I wouldn't bother with pixel-perfect collision if you only need to detect clicks on triangles and circles.
For circles you can use a basic distance check from the center of the button.
if ( radius >= Math.sqrt( Math.pow( clickX - centerX, 2 ) + Math.pow( clickY - centerY, 2 ) ) )
// we have been clicked
And for triangles you can use a point-in-triangle test. If you have a triangle with vertices A, B, and C:
* Return true if p1 and p2 are on the same side of BA
public static boolean SameSide(Vector2 p1, Vector2 p2, Vector2 A, Vector2 B)

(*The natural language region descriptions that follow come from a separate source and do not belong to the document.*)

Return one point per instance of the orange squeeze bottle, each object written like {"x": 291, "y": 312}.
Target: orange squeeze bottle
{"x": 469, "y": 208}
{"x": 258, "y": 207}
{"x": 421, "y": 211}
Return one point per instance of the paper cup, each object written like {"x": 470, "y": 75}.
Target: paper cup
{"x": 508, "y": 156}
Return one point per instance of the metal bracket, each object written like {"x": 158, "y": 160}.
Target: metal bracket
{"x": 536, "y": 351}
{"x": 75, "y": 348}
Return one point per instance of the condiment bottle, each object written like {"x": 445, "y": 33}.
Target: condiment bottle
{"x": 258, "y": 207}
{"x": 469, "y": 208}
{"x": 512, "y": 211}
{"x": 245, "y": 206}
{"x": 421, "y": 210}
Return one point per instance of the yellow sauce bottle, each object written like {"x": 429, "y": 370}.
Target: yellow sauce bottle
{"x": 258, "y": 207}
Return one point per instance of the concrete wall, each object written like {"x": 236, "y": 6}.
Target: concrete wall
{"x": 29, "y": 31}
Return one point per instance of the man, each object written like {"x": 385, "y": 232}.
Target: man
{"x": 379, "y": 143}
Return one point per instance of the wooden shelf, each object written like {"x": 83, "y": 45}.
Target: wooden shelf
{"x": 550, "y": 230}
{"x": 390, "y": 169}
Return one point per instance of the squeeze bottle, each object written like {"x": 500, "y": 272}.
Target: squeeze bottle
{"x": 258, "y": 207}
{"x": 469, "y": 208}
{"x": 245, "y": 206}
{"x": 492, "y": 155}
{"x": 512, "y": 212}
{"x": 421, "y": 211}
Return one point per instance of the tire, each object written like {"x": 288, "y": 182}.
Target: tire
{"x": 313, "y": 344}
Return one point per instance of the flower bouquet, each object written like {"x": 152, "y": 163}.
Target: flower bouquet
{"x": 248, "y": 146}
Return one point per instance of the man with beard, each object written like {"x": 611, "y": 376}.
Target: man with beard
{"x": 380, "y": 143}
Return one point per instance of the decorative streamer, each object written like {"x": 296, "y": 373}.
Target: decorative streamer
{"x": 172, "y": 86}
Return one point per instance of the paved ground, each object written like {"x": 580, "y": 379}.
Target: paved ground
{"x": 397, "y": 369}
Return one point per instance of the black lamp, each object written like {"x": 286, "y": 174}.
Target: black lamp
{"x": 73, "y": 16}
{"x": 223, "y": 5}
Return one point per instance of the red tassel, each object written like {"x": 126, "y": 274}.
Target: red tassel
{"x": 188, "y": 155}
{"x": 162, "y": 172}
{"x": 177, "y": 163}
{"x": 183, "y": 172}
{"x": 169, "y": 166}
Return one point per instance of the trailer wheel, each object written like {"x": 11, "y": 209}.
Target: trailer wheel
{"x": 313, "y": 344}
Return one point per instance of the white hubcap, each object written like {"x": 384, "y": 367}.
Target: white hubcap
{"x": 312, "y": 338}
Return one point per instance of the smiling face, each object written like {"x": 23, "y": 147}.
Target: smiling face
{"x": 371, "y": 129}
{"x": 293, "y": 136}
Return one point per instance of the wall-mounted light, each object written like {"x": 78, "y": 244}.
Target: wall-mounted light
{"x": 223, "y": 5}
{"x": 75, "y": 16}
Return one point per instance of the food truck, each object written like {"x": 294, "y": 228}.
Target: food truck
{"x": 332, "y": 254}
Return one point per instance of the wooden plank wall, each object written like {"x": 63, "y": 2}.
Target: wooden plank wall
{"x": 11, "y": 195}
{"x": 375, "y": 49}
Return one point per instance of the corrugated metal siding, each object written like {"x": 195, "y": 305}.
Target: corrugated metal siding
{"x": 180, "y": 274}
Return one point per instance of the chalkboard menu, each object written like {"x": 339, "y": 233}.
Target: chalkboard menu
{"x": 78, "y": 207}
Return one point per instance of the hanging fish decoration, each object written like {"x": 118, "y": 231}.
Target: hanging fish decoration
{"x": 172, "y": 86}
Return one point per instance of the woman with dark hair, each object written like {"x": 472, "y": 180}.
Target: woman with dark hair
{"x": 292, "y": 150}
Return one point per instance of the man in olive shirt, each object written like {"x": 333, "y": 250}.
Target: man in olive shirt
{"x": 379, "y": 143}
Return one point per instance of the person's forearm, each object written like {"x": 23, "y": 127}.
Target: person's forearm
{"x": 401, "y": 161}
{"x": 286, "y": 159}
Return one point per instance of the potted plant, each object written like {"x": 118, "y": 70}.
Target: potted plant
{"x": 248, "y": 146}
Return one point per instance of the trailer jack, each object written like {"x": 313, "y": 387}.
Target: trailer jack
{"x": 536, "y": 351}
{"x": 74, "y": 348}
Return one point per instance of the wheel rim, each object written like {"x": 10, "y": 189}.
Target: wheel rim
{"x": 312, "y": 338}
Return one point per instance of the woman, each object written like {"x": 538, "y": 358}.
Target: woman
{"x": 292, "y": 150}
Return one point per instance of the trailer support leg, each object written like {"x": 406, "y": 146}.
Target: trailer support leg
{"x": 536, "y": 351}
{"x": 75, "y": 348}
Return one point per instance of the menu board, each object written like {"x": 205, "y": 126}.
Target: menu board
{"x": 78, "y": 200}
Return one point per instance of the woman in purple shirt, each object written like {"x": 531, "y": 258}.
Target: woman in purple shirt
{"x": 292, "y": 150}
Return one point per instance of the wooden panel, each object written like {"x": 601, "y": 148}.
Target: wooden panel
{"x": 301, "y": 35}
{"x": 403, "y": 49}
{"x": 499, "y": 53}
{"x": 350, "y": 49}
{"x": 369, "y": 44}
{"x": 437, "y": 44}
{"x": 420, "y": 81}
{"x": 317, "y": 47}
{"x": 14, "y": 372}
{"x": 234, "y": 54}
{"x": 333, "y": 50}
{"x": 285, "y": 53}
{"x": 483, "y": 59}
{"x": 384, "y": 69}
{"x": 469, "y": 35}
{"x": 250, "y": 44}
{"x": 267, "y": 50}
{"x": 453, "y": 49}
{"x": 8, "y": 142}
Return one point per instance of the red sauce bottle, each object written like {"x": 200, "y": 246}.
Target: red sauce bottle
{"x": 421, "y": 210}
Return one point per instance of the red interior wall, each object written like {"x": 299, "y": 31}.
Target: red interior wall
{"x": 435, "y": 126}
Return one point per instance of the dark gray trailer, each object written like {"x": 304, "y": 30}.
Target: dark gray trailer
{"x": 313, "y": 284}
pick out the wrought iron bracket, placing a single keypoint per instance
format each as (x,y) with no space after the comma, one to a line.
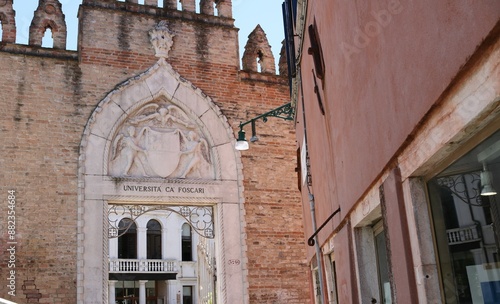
(311,240)
(286,112)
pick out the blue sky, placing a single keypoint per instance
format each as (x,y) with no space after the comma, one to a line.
(247,14)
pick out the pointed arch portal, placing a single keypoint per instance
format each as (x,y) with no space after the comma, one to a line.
(157,142)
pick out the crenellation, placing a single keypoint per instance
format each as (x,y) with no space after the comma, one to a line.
(48,15)
(188,5)
(7,21)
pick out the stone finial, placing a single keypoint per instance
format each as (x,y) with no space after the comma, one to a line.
(258,50)
(8,21)
(162,39)
(224,8)
(48,15)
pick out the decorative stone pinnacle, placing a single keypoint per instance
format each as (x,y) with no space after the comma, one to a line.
(162,39)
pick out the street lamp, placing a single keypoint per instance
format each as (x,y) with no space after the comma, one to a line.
(285,112)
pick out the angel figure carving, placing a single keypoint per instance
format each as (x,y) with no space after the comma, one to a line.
(196,152)
(164,117)
(127,152)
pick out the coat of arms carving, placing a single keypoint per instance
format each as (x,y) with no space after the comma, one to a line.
(160,141)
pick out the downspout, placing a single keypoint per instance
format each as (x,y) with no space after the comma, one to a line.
(311,202)
(301,33)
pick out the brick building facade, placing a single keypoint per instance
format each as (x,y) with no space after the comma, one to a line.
(398,129)
(61,172)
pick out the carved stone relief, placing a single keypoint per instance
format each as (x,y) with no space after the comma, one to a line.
(160,141)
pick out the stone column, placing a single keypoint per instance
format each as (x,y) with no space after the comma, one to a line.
(142,292)
(111,293)
(141,243)
(164,243)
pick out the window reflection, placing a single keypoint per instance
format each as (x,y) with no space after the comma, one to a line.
(467,223)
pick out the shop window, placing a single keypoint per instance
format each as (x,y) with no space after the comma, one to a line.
(187,243)
(153,240)
(127,292)
(127,243)
(466,218)
(382,263)
(187,295)
(332,280)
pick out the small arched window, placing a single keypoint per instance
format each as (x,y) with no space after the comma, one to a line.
(47,40)
(153,240)
(127,243)
(187,242)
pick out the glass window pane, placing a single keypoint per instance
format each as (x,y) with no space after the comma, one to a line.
(383,268)
(466,221)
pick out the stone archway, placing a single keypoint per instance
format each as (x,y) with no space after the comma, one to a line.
(156,140)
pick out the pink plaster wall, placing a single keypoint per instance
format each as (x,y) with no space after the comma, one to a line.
(387,62)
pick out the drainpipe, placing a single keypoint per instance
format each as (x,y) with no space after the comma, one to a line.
(311,203)
(301,29)
(316,246)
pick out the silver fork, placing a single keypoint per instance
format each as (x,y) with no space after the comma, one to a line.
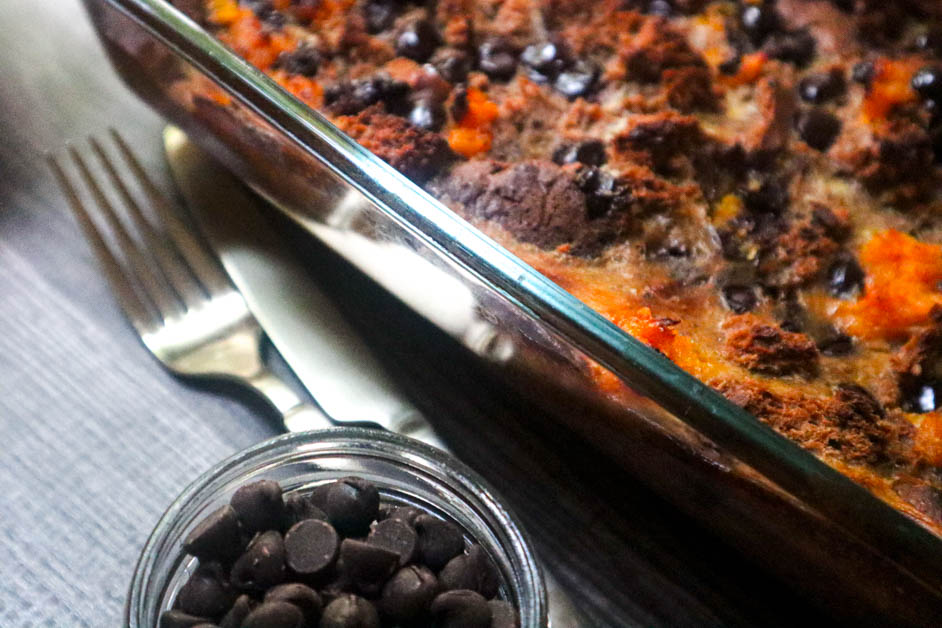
(175,294)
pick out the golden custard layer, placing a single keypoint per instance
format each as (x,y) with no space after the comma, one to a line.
(752,188)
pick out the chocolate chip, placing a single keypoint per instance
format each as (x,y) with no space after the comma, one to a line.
(863,73)
(350,611)
(311,547)
(461,609)
(408,594)
(352,505)
(217,537)
(927,82)
(366,564)
(503,615)
(380,14)
(731,66)
(759,21)
(303,597)
(417,40)
(845,277)
(405,514)
(395,536)
(796,47)
(818,128)
(259,506)
(304,60)
(822,87)
(439,541)
(263,563)
(274,615)
(740,299)
(300,506)
(178,619)
(577,80)
(497,58)
(474,571)
(544,61)
(205,594)
(452,64)
(351,97)
(237,614)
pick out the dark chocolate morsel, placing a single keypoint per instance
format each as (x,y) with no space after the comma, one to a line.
(863,73)
(395,536)
(408,594)
(350,611)
(205,594)
(300,506)
(740,299)
(366,564)
(217,537)
(311,546)
(237,614)
(473,571)
(417,40)
(503,614)
(275,615)
(497,58)
(352,505)
(380,14)
(263,563)
(845,276)
(301,596)
(818,128)
(259,506)
(439,541)
(759,21)
(178,619)
(822,87)
(304,60)
(461,609)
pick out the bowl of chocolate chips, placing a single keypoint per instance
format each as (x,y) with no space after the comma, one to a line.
(339,528)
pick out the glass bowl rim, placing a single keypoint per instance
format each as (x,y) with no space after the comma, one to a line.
(455,471)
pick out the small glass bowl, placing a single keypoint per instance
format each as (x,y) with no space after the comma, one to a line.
(405,471)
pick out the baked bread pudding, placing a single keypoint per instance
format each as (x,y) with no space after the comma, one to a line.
(751,188)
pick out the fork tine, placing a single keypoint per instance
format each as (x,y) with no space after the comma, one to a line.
(159,293)
(139,315)
(170,266)
(205,268)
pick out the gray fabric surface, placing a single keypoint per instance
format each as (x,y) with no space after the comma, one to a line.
(94,447)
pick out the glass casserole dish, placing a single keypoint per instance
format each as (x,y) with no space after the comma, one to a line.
(760,490)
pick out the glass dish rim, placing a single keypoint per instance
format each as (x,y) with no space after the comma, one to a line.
(410,450)
(800,473)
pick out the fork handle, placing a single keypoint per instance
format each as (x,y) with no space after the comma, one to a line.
(297,414)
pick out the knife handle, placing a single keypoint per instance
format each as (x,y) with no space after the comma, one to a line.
(298,415)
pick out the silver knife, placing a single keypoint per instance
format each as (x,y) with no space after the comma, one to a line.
(306,328)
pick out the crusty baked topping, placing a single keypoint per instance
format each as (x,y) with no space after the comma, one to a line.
(751,187)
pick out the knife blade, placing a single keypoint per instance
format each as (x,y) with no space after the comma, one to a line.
(306,328)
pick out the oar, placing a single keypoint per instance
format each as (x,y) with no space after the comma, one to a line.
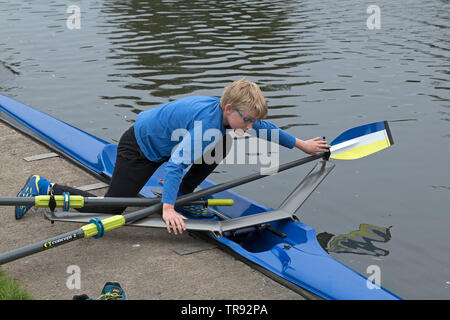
(97,227)
(75,201)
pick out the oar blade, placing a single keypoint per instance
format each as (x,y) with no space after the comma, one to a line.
(361,141)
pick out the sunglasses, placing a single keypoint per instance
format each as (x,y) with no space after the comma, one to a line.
(248,120)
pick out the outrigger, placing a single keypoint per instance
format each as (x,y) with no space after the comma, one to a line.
(273,241)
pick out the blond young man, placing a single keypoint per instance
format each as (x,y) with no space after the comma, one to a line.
(150,142)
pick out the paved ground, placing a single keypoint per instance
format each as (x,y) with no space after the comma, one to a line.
(144,261)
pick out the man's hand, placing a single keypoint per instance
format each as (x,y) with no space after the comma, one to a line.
(173,219)
(312,146)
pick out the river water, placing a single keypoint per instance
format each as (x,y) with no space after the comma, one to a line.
(322,69)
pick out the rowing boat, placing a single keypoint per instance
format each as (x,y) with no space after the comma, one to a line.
(277,244)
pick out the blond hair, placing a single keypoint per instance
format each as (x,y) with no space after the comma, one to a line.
(245,95)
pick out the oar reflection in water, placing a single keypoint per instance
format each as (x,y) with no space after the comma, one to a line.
(359,241)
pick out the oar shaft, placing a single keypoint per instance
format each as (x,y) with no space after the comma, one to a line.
(40,246)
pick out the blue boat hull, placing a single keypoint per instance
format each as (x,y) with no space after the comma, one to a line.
(297,260)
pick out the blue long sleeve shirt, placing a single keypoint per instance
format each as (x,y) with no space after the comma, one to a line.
(176,131)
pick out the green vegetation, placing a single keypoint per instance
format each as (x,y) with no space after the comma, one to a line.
(10,290)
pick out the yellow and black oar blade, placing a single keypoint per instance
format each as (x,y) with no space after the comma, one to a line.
(361,141)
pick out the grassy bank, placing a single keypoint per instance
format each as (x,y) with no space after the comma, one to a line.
(10,290)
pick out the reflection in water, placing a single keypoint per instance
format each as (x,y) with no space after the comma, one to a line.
(193,47)
(358,241)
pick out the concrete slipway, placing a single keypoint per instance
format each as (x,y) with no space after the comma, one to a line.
(148,263)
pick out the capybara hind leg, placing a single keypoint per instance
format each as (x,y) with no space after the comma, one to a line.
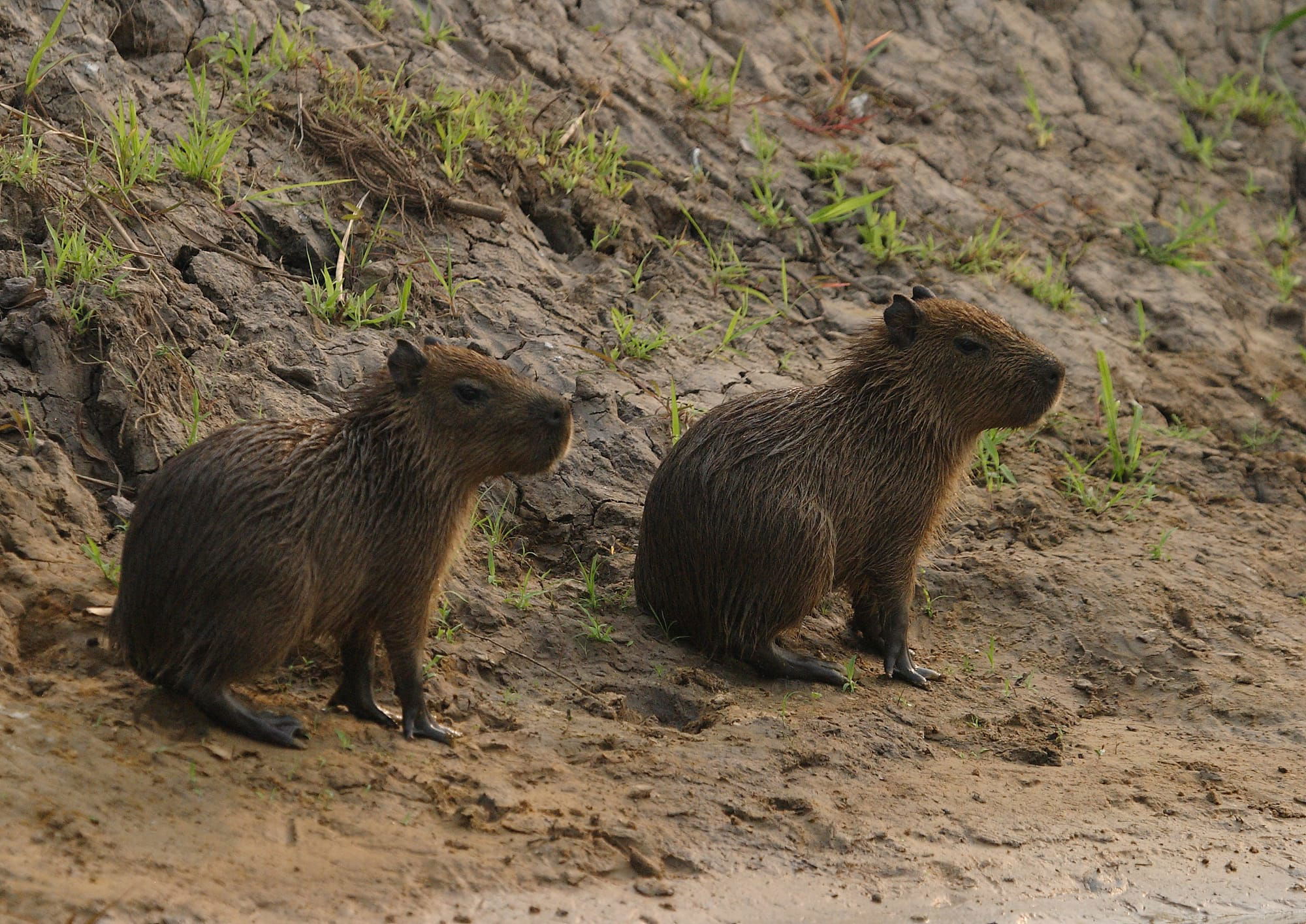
(776,662)
(408,688)
(356,684)
(227,710)
(899,665)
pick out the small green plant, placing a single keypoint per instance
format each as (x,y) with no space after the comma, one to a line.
(703,90)
(497,532)
(668,627)
(592,601)
(200,153)
(1197,97)
(1156,551)
(594,161)
(1194,231)
(445,277)
(378,13)
(725,268)
(193,428)
(769,208)
(524,597)
(1051,286)
(112,571)
(1039,124)
(1083,487)
(882,235)
(1257,106)
(844,206)
(432,33)
(736,327)
(1141,323)
(24,423)
(596,631)
(23,166)
(985,251)
(291,48)
(135,155)
(237,52)
(1125,454)
(989,464)
(74,259)
(851,675)
(36,72)
(675,410)
(629,342)
(1257,439)
(831,165)
(1286,281)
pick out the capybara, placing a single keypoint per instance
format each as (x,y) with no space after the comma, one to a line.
(772,500)
(271,533)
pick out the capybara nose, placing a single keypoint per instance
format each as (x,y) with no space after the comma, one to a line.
(554,413)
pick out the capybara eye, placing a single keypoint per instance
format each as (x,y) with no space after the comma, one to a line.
(470,393)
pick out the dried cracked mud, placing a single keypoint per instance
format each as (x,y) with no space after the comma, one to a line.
(1120,731)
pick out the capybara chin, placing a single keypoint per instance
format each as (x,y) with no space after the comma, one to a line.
(270,533)
(772,500)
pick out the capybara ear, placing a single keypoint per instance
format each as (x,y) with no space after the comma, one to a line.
(903,317)
(406,366)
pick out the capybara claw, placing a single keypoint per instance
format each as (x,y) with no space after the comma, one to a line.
(900,667)
(421,726)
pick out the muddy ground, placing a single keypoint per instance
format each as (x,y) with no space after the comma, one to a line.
(1119,735)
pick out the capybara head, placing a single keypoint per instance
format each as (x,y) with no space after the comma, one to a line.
(967,366)
(498,421)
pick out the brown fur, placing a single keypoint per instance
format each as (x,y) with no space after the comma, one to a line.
(275,532)
(771,502)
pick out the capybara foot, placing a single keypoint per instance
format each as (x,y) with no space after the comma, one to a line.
(417,724)
(227,710)
(287,724)
(362,707)
(776,662)
(898,663)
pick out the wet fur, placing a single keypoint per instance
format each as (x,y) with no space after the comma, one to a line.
(271,533)
(771,502)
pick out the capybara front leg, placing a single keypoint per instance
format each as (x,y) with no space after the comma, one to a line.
(898,658)
(409,690)
(356,684)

// Convert points to Vector3 for use the Cross product, which is Vector3-only
Vector3 cp1 = Vector3.Cross(new Vector3(B-A, 0), new Vector3(p1-A, 0));
Vector3 cp2 = Vector3.Cross(new Vector3(B-A, 0), new Vector3(p2-A, 0));
return Vector3.Dot(cp1, cp2) >= 0;
* Return true if the point p is in the triangle ABC
public static boolean PointInTriangle(Vector2 p, Vector2 A, Vector2 B, Vector2 C)
return SameSide(p,A, B,C) && SameSide(p,B, A,C) && SameSide(p,C, A,B);
There is also the Barycentric technique, which increases computational efficiency at the expense of clarity. XNA provides a
Vector2.Barycentric method which can help alleviate that issue.